Groups kick against Nigeria’s serial borrowings, China’s FDI’s
Nigeria’s borrowing plans and the already accumulated obligations have irked a group of people, under the auspices of The Maroon Square, who said the nation’s rising debt profile must be paused.
According to them, government should start managing available resources judiciously, as the crisis is not about outright lack, but poor application of what the country has for development and unbridled corruption.Speaking at “TheMaroonSquare Discourse On National Development”, sponsored by Rosa Luxemburg Foundation in Lagos, Prof. Sylvester Odion-Akhaine, from the Department of Political Science, Lagos State University, said Nigeria has no business with borrowing if the government knows how to manage its resources.
Represented by the Programme Manager, Democracy Watch, Uzodinma Nwaogbe, he said government should focus on harnessing the nation’s solid minerals so that other countries can come to borrow, rather than Nigeria borrowing from other countries to pay salaries and allowances.While discussing the topics: “Nigeria’s Debt Crisis: Journey to Where?” and “Chinese Investment in Nigeria: An Imperial Project”, Odion-Akhaine, argued that if the Nigerian government must borrow, it should only be for tangible projects.
“If we don’t watch how we borrow, we would be a dependent nation because no country is a charity organisation. This programme is to sensitise people, so we can start challenging some government’s decisions,” he said.The Principal Counsel, Onyeisi Chiemeke and Associates, Chiemeke Onyeisi, said the issue of debt affects average Nigerian more than elections.He maintained that the Nigerian society is currently faced with leaders who tend to pursue flashy things above what is fundamental and the programme was positioned to give serious ideological training, backed by tertiary institutions.
Onyeisi stressed the need for Nigeria’s educational system to have an alternative thought processes on salvaging the nation’s debt issues, saying there must be justification in terms of spending what Nigeria has borrowed.“If what we borrow is managed prudently, it won’t be as problematic as it is today. Nigeria has accumulated debt close to what was obtainable in 2005 and if we continue in this manner, we would surpass the debt we had at the time of exiting the Paris club.

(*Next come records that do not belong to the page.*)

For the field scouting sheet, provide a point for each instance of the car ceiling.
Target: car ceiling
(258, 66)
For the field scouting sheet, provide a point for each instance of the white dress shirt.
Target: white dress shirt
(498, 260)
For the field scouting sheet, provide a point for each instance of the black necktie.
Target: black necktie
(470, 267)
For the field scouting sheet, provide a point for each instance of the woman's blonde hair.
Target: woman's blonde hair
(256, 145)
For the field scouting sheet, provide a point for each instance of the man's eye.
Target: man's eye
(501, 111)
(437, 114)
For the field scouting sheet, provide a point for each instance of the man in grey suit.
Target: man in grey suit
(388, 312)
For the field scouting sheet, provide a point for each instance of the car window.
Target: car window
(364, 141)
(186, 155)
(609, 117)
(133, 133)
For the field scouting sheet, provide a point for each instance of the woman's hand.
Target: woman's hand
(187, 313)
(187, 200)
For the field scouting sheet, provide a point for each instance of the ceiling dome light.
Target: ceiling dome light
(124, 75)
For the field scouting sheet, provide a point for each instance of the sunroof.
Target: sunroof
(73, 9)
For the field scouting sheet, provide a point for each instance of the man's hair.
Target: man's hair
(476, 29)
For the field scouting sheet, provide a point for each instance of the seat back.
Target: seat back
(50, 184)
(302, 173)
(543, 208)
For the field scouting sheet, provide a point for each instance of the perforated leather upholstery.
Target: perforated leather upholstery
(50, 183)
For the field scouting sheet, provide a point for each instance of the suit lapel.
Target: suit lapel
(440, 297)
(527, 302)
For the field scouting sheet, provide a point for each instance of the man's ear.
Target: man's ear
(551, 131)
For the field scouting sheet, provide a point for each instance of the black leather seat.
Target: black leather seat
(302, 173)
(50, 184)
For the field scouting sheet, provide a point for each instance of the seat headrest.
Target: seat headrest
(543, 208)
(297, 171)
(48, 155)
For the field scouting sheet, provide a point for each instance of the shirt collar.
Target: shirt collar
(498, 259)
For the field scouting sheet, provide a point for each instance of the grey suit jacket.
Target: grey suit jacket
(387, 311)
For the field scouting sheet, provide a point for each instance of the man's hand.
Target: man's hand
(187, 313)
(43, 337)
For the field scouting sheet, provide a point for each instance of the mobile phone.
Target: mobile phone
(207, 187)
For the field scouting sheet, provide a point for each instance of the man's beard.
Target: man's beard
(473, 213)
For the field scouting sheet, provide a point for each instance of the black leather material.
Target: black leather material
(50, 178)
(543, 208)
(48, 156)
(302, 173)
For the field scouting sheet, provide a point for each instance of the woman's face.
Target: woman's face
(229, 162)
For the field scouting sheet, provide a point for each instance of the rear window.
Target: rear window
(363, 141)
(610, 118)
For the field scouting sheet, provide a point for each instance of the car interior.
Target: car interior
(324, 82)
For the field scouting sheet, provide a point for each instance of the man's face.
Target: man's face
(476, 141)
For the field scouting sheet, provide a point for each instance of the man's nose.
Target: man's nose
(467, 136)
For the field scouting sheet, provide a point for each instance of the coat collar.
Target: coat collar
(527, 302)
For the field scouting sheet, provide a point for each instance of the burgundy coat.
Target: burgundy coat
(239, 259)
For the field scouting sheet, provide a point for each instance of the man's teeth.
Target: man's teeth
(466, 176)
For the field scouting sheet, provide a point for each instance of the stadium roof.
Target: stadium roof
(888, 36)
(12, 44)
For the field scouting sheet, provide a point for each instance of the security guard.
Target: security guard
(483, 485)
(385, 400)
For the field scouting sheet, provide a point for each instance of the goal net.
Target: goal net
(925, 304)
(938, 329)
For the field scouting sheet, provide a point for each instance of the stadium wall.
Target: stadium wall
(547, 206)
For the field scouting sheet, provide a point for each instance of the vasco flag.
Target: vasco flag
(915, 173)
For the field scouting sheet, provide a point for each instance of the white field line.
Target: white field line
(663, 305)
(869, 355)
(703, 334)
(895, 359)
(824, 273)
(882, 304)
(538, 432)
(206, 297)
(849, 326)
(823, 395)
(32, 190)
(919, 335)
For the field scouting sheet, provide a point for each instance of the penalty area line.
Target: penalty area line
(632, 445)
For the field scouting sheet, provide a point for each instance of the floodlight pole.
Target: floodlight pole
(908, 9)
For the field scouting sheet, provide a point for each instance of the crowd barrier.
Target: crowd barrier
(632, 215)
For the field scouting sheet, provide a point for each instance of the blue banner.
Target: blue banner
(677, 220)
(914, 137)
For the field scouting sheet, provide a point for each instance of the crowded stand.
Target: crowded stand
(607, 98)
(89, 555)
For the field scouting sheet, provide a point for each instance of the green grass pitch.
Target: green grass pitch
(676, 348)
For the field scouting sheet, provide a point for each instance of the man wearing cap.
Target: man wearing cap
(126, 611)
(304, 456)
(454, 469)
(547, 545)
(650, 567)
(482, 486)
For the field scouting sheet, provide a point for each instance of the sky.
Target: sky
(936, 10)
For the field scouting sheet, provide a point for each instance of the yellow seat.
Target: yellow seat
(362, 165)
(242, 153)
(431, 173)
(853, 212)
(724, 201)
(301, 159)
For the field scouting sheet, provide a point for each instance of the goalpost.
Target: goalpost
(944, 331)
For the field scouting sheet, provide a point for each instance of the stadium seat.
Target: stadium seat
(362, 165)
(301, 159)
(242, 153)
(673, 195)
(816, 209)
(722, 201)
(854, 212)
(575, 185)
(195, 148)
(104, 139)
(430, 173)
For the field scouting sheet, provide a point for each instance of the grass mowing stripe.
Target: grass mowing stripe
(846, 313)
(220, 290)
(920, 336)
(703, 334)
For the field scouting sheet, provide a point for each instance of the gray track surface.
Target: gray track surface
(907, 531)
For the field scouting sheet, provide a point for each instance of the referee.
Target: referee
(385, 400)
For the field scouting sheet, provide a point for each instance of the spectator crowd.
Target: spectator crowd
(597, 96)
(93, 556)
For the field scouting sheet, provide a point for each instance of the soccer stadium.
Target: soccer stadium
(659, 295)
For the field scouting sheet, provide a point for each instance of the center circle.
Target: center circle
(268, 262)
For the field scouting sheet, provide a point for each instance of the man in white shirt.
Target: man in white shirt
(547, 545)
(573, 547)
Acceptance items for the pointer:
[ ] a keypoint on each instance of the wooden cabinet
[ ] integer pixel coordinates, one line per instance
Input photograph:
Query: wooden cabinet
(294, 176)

“Delta State was making so much money from federal allocation in oil, but surprisingly, between 2013 and 2015, they borrowed the highest. To come out of debts, the best way to go is that Nigerians must grow Nigeria, not for few individuals, but for the benefit of all.“Each factory we establish with the funds spent in real estate would employ nothing less than 20 persons and would lead to increased production and expansion,” he said.
Similarly, Onyeisi warned that the government should be mindful of how it is allowing inflow of expatriates into the country, without recourse to quota, especially the Chinese investors, saying that there could be potential dangers.He said: “We live in a world where it is difficult to say that foreigners should not be part of the economy, but we should lead and show them what to do in our country.“If foreigners are going to invest in the country, the whole process should be structured. The government should not allow foreigners into the economy where an average Nigerian has a comparative advantage.
“For instance, the slippers and plastic produced by the Chinese and imported into the country can be locally produced. They bring returns quickly but don’t develop the economy.“The Chinese have structured their lending in the manner where it would be tied to projects, but we also need to determine the best option for ourselves. Every time you depend on foreigners to develop your country, you are asking them to underdevelop the economy. “The Chinese are at the forefront. They come in with their own technologies and experts, making it difficult to involve the experts in Nigeria. Science is practical, meaning that you work on something and learn today, work on it tomorrow and improve.”